Garret,
I think I know what happens:
When I download from
http://en.wikipedia.org/wiki/Special:Export
AccessibleComputing
Anarchism
AfghanistanHistory
AfghanistanGeography
AfghanistanPeople|106366
AfghanistanCommunications
AfghanistanTransportations
AfghanistanMilitary
AfghanistanTransnationalIssues
I get a xml file that has the line delimiter ASCII 10 as in Unix.
In the chunk file you posted the line delimiter is ASCII 13 ASCII 10 as in Windows. That is why the position number is off. (On top of that the first 3 chars are high ASCII chars that dont show up in the direkt download from Wikipedia, but they dont bother you)
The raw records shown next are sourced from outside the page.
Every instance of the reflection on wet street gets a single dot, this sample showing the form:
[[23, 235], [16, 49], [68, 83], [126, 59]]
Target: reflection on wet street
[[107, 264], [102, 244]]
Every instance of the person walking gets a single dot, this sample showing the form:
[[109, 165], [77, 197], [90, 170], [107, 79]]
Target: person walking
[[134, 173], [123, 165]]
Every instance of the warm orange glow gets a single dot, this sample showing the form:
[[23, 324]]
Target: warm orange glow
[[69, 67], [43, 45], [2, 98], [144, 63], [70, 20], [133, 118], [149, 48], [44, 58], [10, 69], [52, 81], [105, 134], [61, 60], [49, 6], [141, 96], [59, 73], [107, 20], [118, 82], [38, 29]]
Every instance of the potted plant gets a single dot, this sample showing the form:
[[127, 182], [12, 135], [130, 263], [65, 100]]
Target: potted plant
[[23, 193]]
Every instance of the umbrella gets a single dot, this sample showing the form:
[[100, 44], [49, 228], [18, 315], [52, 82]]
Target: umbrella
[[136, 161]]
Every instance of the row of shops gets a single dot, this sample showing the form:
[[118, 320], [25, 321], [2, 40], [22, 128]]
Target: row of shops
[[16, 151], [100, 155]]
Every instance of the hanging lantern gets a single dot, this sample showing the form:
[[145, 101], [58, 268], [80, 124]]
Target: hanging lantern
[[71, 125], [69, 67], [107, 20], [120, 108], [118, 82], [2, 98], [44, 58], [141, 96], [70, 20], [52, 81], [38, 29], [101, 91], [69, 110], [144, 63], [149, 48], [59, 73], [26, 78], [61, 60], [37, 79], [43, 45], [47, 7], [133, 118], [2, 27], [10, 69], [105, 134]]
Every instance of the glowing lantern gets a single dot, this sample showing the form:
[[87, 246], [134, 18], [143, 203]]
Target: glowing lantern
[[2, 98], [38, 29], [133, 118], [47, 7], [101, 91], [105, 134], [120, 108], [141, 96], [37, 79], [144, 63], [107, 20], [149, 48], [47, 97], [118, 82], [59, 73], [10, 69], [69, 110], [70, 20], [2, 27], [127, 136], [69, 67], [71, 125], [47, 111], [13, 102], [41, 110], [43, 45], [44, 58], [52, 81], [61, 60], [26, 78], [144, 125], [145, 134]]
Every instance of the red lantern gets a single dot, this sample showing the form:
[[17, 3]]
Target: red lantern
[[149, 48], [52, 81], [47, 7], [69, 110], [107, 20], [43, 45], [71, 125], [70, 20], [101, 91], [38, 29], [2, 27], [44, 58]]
If you change in the last working script I posted you do
put :
Code: Select all
put the number of chars of varLineData + varCounter + 2 into varCounter
i.e. you add _2_ instead of _1_ then the script works and you find for all of your chunk file the exact same position : <title>xxxx
if it is a Unix file add 1
if it is a Windows file add 2
BUT if you do a
binary read on your Windows file (as I just found out) you just have to add 1 and the script works. Rev then apparently treats return and linefeed each as a line delimiter which in the script is an empty line and the counter goes up one char
You can look at the ASCII values if you do a _binary_ read. Rev changes the line delimiter in a simple read to ASCII 10 (linefeed) and gets rid of the ASCII 13 (return)
make a stack and import with the following script 2000 chars and look for ascii 10, if a ascii 13 is before it is a Windows file
Code: Select all
on mouseUp
put "/Users/berndnig/Desktop/enwiki-20090902-pages-chunk.xml" into varFileToRead
put empty into field 2
open file varFileToRead for binary read
read from file varFileToRead for 2000
put it into temp
close file varFileToRead
lock screen
repeat with i = 1 to 2000
if chartoNum(char i of temp) = 10 then
put i && ":" && chartoNum(char i of temp) && char i of temp after field 2
else
put i && ":" && chartoNum(char i of temp) && char i of temp & return after field 2
end if
end repeat
end mouseUp
So the script works, just has to take into account the line delimiter, as you suspected earlier. If you go for a binary read you would not have to worry about what the delimiter is and it is even a little faster, always only adding 1 for each line.
like in
Code: Select all
open file varFileToRead for binary read
I hope I didnt confuse you as much as this confused me while looking into it.
You should hopefully be able to index your file now.
regards
Bernd